Ten Years After US Invasion, 'Politics of Death' Not 'Democracy' in Iraq

Jon Queally, staff writer

Iraqi Sunni protesters gather in Samarra on March 22, 2013 decrying the alleged targeting of their minority community by the Shiite-led authorities ahead of the provincial elections on April 20, 2013.

Sold to the US public with noble promises of "liberation" and "democracy," the invasion of Iraq instead delivered what Agence France-Presse described on Tuesday as the "politics of death."

Sectarian violence and political assassinations have been on the rise ahead of upcoming elections and March, which also marked the tenth anniversary of the US bombardment and ground war, was the deadliest month since summer of last year.

On Monday, as Al-Jazeera reports, a suicide bomber blew up a tanker truck at police headquarters in the Iraqi city of Tikrit, killing nine people and wounding 11 people.

On Tuesday, a group of gunmen killed three people at an gas field operation in Anbar province. Last week, a series of bombings left many others dead and wounded. And the week before that, dozens were killed in a similar string of attacks.

As AFP reports, 11 candidates standing for elections scheduled for April 20th have been killed in recent months. The latest, Salah al-Obeidi, was gunned down in his office by masked assailants.

His death has contributed to growing mistrust between Iraq's Sunni community and the Shiite-led authorities. All 11 candidates killed have been Sunni, six of them Iraqiya members, fostering a belief that the security forces pay less attention to protecting Sunnis.

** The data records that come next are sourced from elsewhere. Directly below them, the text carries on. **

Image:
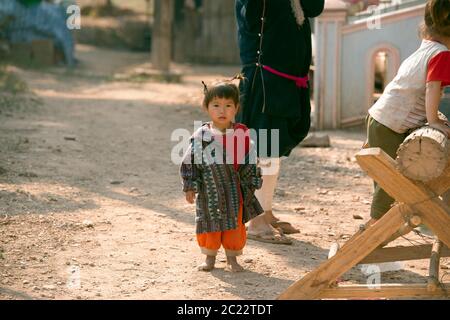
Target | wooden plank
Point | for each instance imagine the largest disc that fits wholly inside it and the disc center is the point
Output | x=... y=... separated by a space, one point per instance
x=433 y=211
x=441 y=184
x=382 y=168
x=310 y=286
x=384 y=291
x=402 y=254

Provinces in Iraq's north and west, all predominantly Sunni, have already been roiled by months of protests, the minority community alleging that it is disproportionately targeted by anti-terror laws and rules barring those with links to Saddam's regime from participating in public life.

And at the highest levels of government, Prime Minister Nuri al-Maliki, who is Shiite, is locked in a long-running spat with his erstwhile government partners, particularly members of Iraqiya who charge him with consolidating control of the security forces and marginalising Sunnis.

As many observers have commented, the legacy of the US invasion is a destroyed Iraq. As Sami Ramadani, an Iraqi living in exile in the UK, recently asked: "And what of democracy, supposedly the point of it all?" He answered:

The US-led occupying authorities nurtured a "political process" and a constitution designed to sow sectarian and ethnic discord. Having failed to crush the resistance to direct occupation, they resorted to divide-and-rule to keep their foothold in Iraq. Using torture, sectarian death squads and billions of dollars, the occupation has succeeded in weakening the social fabric and elevating a corrupt ruling class that gets richer by the day, salivating at the prospect of acquiring a bigger share of Iraq's natural resources, which are mostly mortgaged to foreign oil companies and construction firms.

Warring sectarian and ethnic forces, either allied to or fearing US influence, dominate the dysfunctional and corrupt Iraqi state institutions, but the US embassy in Baghdad – the biggest in the world – still calls the shots. Iraq is not really a sovereign state, languishing under the punitive Chapter VII of the UN charter.

As for the recently murdered political hopeful al-Obeidi? One mourner at his funeral told AFP:  "If he continued in politics, we thought that Salah would become prime minister one day."

But, like hundreds of thousands of others who lost their lives during the US invasion and its violent and ongoing aftermath, it was not to be.